Play the music again and ask them to draw big lines representing water on the paper you have laid out. Set up a space for yourself so that you can demonstrate this and join in with the activity too! Give them approximately three minutes to work, encouraging them to connect to each other’s lines.
Before playing the music again, ask children to look at and reflect on what they have done so far and make sure their lines connect to those drawn by the people on either side of them.
Then give the children a direction as to what material or line type they should be using/making when the music starts. Using music helps here because, like a game of musical chairs, they only draw when the music plays!
Play the music while the children work, then stop it again to give another instruction and repeat, until a variety of materials and techniques have been used.
When the water looks complete, ask the children what might live in the sea/river/water? Pupils’ suggestions of creatures/plants/shells etc can now be drawn in the blank spaces (these could be drawn on separate pieces of paper and added at a later session if you’re short of time).
You can adapt this activity by requesting that children change places and pick up where one of their peers left off, similar to musical chairs.
Use the Pupil video: Making waves for further demonstration, and/or have on whilst pupils are working independently, for them to refer to as they work (the video is looped so will play continuously).
Pupils needing extra support: encourage to use a range of materials and draw using big, wider arm movements.
Pupils working at greater depth: will control the materials more effectively and create more accurate work. Encourage them to develop greater detail in their drawing.
Ask the children to wash their hands and put the materials away safely.

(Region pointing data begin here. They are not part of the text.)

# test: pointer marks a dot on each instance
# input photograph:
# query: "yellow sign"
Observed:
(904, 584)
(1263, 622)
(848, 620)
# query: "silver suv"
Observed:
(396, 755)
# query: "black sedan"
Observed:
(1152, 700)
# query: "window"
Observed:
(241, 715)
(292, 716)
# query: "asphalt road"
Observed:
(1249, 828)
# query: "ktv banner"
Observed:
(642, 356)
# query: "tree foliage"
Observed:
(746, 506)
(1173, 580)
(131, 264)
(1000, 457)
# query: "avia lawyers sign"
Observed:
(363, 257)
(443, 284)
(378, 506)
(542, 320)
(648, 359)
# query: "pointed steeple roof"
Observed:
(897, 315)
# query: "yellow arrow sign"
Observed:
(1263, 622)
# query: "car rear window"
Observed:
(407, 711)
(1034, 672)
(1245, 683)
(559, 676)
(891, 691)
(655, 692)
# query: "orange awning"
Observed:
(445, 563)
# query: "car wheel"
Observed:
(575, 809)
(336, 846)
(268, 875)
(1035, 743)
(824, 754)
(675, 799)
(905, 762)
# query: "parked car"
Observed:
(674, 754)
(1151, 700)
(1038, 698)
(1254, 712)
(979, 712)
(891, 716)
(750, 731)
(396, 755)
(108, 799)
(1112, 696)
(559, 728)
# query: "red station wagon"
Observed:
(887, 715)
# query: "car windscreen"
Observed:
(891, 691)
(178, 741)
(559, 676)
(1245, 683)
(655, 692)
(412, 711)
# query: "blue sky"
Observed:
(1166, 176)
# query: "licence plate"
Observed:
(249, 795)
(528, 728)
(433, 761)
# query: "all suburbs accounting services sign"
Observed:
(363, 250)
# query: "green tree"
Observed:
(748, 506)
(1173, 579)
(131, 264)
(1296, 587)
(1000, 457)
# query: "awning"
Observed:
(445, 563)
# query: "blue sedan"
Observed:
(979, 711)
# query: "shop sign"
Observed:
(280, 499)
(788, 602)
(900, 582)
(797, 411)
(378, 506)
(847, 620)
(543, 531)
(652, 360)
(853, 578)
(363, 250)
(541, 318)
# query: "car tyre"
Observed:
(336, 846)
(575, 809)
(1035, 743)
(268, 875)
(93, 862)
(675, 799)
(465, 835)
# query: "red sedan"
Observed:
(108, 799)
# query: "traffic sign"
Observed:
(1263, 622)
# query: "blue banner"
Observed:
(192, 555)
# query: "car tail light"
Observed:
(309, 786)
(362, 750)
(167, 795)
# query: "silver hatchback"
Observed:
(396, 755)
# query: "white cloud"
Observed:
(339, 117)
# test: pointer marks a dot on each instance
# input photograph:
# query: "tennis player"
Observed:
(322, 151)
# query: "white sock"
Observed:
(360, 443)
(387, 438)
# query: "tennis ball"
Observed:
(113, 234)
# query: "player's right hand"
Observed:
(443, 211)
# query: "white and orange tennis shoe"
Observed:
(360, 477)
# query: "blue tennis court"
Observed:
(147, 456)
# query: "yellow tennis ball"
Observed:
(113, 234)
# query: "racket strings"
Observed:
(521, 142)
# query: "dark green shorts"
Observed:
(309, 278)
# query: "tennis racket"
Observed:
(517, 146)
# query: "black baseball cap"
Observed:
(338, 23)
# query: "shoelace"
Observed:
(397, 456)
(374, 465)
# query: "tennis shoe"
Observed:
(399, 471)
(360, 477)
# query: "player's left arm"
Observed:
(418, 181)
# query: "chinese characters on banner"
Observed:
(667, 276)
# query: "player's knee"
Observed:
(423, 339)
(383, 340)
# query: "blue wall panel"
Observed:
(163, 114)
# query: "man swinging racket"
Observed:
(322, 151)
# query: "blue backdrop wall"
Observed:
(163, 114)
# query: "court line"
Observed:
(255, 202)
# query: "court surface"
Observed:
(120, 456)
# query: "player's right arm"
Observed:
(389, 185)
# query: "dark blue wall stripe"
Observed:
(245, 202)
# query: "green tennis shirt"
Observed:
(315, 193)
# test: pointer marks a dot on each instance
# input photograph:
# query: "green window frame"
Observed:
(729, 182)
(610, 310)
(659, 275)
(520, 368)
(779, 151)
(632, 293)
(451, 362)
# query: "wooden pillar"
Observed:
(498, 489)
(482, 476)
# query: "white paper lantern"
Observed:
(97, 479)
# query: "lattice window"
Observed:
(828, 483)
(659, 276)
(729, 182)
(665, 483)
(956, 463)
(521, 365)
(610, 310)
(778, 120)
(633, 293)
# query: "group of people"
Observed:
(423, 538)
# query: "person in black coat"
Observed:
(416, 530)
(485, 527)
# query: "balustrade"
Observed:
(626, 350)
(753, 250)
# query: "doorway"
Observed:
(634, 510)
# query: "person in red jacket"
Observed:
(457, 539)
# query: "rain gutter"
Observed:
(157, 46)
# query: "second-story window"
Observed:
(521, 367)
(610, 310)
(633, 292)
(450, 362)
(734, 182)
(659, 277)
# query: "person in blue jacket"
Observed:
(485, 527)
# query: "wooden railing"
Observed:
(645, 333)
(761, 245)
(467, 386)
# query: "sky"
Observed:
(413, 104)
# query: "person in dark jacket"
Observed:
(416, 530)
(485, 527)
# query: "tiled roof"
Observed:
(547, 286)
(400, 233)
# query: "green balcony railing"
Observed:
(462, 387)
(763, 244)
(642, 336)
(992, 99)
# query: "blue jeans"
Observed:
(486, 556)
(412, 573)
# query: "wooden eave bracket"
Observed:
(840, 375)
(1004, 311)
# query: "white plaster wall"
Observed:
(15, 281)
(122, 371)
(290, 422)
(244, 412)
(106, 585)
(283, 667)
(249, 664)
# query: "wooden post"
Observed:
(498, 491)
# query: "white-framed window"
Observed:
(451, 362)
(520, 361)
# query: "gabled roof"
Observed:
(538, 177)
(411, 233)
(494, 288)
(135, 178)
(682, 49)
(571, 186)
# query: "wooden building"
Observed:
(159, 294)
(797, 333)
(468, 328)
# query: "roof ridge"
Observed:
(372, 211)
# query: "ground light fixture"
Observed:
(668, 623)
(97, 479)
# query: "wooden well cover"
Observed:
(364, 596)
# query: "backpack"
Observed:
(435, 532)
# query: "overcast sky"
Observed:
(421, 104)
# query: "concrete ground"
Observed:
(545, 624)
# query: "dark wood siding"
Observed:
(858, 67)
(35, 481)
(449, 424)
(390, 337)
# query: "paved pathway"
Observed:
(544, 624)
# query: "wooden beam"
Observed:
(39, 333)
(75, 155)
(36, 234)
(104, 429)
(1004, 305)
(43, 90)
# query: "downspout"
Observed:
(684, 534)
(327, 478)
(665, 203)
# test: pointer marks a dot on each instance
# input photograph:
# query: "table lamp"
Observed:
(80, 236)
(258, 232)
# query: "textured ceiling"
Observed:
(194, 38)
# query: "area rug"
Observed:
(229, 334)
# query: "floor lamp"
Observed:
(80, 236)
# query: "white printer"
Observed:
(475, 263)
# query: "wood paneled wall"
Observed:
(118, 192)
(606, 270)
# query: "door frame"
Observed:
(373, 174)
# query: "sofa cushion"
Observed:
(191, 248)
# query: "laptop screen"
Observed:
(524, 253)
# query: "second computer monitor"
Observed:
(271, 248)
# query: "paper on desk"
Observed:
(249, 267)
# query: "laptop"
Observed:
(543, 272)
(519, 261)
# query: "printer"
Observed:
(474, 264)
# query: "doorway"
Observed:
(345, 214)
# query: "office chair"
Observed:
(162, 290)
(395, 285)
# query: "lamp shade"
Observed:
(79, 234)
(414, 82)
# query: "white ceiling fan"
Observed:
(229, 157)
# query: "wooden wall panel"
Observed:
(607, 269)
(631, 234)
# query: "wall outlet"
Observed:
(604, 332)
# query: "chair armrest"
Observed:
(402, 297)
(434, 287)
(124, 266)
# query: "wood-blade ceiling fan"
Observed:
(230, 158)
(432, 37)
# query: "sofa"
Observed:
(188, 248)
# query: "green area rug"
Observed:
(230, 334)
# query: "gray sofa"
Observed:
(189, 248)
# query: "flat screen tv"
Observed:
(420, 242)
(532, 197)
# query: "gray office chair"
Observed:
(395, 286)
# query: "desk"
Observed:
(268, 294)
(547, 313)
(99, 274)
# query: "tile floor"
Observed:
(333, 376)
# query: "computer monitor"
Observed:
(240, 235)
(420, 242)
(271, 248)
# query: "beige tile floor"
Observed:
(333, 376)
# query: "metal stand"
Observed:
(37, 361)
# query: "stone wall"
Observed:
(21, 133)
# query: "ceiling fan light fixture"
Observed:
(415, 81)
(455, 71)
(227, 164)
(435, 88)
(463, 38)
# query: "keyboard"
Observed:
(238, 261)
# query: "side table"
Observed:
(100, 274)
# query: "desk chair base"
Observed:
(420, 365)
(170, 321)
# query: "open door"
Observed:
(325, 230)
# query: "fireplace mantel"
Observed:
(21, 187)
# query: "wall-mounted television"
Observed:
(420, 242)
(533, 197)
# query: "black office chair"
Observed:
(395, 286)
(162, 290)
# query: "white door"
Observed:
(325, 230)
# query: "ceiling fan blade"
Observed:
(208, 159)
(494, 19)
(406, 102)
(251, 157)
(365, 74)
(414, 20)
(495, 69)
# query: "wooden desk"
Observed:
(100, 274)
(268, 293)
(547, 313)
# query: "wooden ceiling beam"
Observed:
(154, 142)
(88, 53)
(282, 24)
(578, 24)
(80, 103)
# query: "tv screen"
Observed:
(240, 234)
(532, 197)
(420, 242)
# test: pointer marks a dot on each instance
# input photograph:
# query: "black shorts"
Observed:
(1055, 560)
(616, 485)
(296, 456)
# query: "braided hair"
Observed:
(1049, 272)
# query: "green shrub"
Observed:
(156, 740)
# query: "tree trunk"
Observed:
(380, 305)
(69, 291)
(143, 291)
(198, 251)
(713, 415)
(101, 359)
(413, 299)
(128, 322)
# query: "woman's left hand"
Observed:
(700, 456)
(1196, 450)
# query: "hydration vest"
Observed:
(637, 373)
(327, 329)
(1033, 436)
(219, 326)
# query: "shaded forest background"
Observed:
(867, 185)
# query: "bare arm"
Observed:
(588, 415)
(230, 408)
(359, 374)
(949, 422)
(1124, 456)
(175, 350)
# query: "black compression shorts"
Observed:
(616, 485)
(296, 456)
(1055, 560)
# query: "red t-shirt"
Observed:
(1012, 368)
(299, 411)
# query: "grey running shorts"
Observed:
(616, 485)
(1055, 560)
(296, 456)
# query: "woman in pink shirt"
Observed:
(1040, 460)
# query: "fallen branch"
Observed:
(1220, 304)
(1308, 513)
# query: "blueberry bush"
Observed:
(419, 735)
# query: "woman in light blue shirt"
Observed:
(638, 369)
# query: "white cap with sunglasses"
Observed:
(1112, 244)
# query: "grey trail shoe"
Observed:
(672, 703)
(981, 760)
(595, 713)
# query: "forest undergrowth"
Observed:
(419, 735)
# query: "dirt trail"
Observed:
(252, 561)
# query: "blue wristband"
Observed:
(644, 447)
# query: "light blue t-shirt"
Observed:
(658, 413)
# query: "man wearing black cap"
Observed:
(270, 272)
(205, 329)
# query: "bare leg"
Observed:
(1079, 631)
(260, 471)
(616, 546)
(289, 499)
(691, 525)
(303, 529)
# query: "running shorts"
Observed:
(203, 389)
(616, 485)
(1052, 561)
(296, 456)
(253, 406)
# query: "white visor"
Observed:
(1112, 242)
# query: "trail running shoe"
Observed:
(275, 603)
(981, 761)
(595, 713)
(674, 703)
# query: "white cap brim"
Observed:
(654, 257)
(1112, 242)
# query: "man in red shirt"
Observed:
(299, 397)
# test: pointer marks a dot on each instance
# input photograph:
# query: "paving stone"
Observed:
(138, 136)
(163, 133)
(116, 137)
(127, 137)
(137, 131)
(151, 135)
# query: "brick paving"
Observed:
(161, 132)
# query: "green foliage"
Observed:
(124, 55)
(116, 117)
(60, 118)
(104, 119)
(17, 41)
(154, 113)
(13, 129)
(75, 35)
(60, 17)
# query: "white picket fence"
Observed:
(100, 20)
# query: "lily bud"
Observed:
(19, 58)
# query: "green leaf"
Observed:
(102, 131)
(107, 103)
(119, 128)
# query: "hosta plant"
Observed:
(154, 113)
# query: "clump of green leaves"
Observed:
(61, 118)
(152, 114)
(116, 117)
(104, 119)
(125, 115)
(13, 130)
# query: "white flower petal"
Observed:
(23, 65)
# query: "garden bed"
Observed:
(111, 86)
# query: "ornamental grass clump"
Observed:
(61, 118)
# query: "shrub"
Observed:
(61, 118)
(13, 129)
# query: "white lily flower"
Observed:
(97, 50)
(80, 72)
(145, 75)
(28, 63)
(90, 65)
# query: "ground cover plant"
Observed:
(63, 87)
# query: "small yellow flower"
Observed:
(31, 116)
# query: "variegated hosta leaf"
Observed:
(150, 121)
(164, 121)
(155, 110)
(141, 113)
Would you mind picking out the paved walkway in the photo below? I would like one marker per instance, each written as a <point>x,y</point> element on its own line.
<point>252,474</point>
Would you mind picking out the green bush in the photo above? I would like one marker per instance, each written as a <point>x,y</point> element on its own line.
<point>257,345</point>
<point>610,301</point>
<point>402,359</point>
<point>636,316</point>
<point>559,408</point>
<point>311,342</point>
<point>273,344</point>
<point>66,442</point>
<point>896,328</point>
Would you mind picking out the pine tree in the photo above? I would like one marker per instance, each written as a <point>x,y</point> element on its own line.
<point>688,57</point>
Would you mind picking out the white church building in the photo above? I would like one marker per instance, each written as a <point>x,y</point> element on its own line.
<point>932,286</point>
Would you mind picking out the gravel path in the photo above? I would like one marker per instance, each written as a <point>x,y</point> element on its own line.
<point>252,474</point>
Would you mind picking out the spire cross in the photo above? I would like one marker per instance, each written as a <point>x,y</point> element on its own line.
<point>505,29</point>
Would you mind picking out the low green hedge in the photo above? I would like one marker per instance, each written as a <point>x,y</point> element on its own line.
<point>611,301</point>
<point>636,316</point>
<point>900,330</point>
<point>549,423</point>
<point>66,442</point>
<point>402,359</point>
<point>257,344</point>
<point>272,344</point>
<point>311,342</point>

While they do this, make sure the table is clear so that only the work(s) created can be seen.
Then ask the class to walk around and talk about the effect of the large artwork and to point out interesting areas. You can be specific with questions, for example: show me a wavy line, show me a soft line.
Assessing pupils' progress and understanding
Pupils with secure understanding indicated by: Experimenting with a range of mark making techniques.
Pupils working at greater depth indicated by: Linking their marks to others and responding to the music and the work of the artist.